Politique
Retour controversé de deux pesticides interdits ce que la nouvelle loi change vraiment
Une loi d’urgence agricole s’apprête à réautoriser temporairement deux insecticides bannis en France. Entre pressions politiques, colère des ONG et menace…


Une loi d’urgence agricole s’apprête à réautoriser temporairement deux insecticides bannis en France. Entre pressions politiques, colère des ONG et menace de censure, le texte est loin de faire l’unanimité.
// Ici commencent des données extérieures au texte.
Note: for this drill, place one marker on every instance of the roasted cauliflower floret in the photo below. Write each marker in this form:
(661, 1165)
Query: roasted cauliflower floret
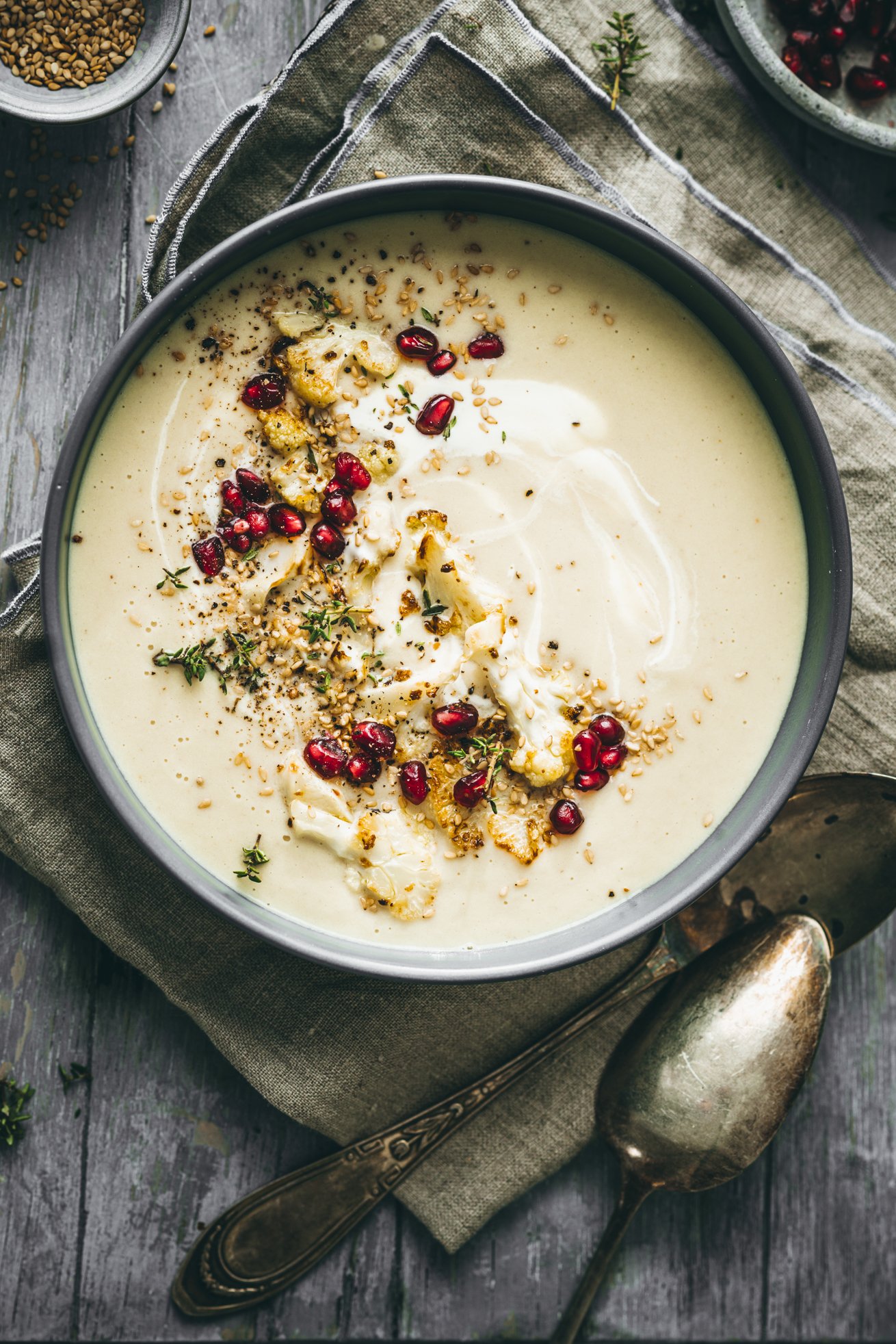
(313, 366)
(382, 460)
(285, 433)
(390, 855)
(397, 864)
(276, 563)
(523, 836)
(375, 355)
(298, 485)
Le projet de loi d’urgence agricole, qui doit être voté au Sénat mardi, prévoit la réintroduction dérogatoire de deux pesticides interdits en France depuis des années. Il s’agit de l’acétamipride, un néonicotinoïde nocif pour les abeilles, et du flupyradifurone, considéré comme un néonicotinoïde de nouvelle génération. Concrètement, ces substances pourront être utilisées pour quelques filières précises. Les semences enrobées de flupyradifurone seraient autorisées pour la betterave sucrière. En pulvérisation, ce produit serait aussi permis pour la cerise et la pomme. L’acétamipride, lui, serait accessible uniquement pour les producteurs de noisettes, toujours en pulvérisation et sous condition de réduire au maximum la dérive du produit dans l’air et l’eau. Ces dérogations seraient valables un an, renouvelables deux fois. Mais elles ne pourront être accordées que s’il n’existe pas d’alternative efficace et si elles ne présentent pas de risques graves pour la santé ou l’environnement. L’Agence nationale de sécurité sanitaire, l’Anses, serait chargée de vérifier ces conditions dans un délai de deux mois seulement.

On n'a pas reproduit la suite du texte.